Des piliers sectoriels pour une croissance pérenne
Selon Paul-Harry Aithnard, directeur général d’Ecobank Côte d’Ivoire, la banque doit analyser finement l’économie locale pour s’y positionner efficacement. Cette approche privilégie les infrastructures, socles de l’émergence nationale. L’agriculture, qui génère 16 % du PIB, bénéficie d’une attention particulière avec un bureau dédié opérationnel dès 2025 pour diversifier les soutiens au-delà de la filière cacao.
Les industries extractives sont également au cœur de cette dynamique. Oumar Sangaré, responsable du pôle banque d’investissement, souligne que l’établissement est le premier à se doter d’un département spécialisé dans les mines et les hydrocarbures. Cette structure vise à aligner les interventions bancaires sur les objectifs du Plan National de Développement (PND) du gouvernement.
L’industrialisation comme levier de stabilité
La conviction profonde de l’institution repose sur l’accélération industrielle. En prenant l’exemple de la Malaisie, dont la richesse nationale a quadruplé en un quart de siècle, la banque incite à une synergie collective. Le rôle d’Ecobank Côte d’Ivoire est de mobiliser les capitaux nécessaires et de servir de pont entre l’État, les entrepreneurs locaux et les investisseurs internationaux pour garantir une croissance stable sur le long terme.
La révolution numérique au service de l’inclusion
Le numérique agit comme le principal moteur de cette transformation.
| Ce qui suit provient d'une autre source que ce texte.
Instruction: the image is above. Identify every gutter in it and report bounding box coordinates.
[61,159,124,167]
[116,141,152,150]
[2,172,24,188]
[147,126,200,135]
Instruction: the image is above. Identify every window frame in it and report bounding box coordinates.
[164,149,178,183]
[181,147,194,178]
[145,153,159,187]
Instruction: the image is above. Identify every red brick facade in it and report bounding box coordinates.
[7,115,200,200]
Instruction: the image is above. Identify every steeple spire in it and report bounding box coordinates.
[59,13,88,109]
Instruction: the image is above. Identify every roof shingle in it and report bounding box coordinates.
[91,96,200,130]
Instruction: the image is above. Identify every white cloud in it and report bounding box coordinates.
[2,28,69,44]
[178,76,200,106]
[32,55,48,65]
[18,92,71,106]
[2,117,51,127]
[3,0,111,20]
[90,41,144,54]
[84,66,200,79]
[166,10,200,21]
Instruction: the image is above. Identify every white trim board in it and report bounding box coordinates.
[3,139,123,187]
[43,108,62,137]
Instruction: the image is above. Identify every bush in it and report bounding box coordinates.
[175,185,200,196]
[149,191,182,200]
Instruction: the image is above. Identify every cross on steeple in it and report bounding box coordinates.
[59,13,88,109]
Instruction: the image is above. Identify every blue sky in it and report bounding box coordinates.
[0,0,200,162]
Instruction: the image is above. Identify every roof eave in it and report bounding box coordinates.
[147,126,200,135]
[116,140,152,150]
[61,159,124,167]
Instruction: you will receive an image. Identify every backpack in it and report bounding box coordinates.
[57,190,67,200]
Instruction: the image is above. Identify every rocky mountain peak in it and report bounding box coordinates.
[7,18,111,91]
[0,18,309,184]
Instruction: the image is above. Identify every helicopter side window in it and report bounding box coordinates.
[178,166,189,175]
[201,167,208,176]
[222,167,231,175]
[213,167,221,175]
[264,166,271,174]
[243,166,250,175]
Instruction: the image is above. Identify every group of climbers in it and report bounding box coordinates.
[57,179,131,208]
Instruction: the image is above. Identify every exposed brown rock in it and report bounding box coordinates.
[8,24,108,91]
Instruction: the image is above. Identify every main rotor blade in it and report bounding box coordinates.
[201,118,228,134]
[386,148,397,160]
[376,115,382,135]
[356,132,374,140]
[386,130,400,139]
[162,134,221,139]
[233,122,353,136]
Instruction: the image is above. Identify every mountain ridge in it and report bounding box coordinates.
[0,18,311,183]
Actuellement, 80 % des opérations bancaires s’effectuent via des canaux digitaux. Korede Odjo-Bella, directrice de la banque des particuliers, précise que l’objectif est d’intégrer les populations rurales et les citoyens peu bancarisés grâce à la dématérialisation, comme l’ouverture de comptes en ligne.
Cette stratégie inclut également la diaspora, facilitant leurs investissements et la gestion de leurs comptes à distance. Sur le plan régional, la banque s’impose comme un investisseur institutionnel de premier plan, attirant les flux financiers en provenance d’Europe et d’Asie.
Proximité et défis structurels
Malgré ces ambitions, le chemin vers l’industrialisation totale rencontre des obstacles, notamment le besoin de champions nationaux et d’infrastructures robustes. L’inclusion financière se heurte aussi aux défis de l’alphabétisation. Pour y remédier, la banque mise sur des parcours 100 % numériques tout en transformant ses agences physiques en centres de conseil personnalisé.
- Déploiement du réseau Point Xpress pour couvrir les zones isolées.
- Sécurisation rigoureuse des données personnelles et tests de vulnérabilité.
- Requalification du personnel pour passer de la gestion transactionnelle à l’expertise financière.
En se positionnant comme un architecte du progrès, Ecobank Côte d’Ivoire entend jouer un rôle prépondérant non seulement sur le marché local, mais aussi à l’échelle de l’Afrique de l’Ouest.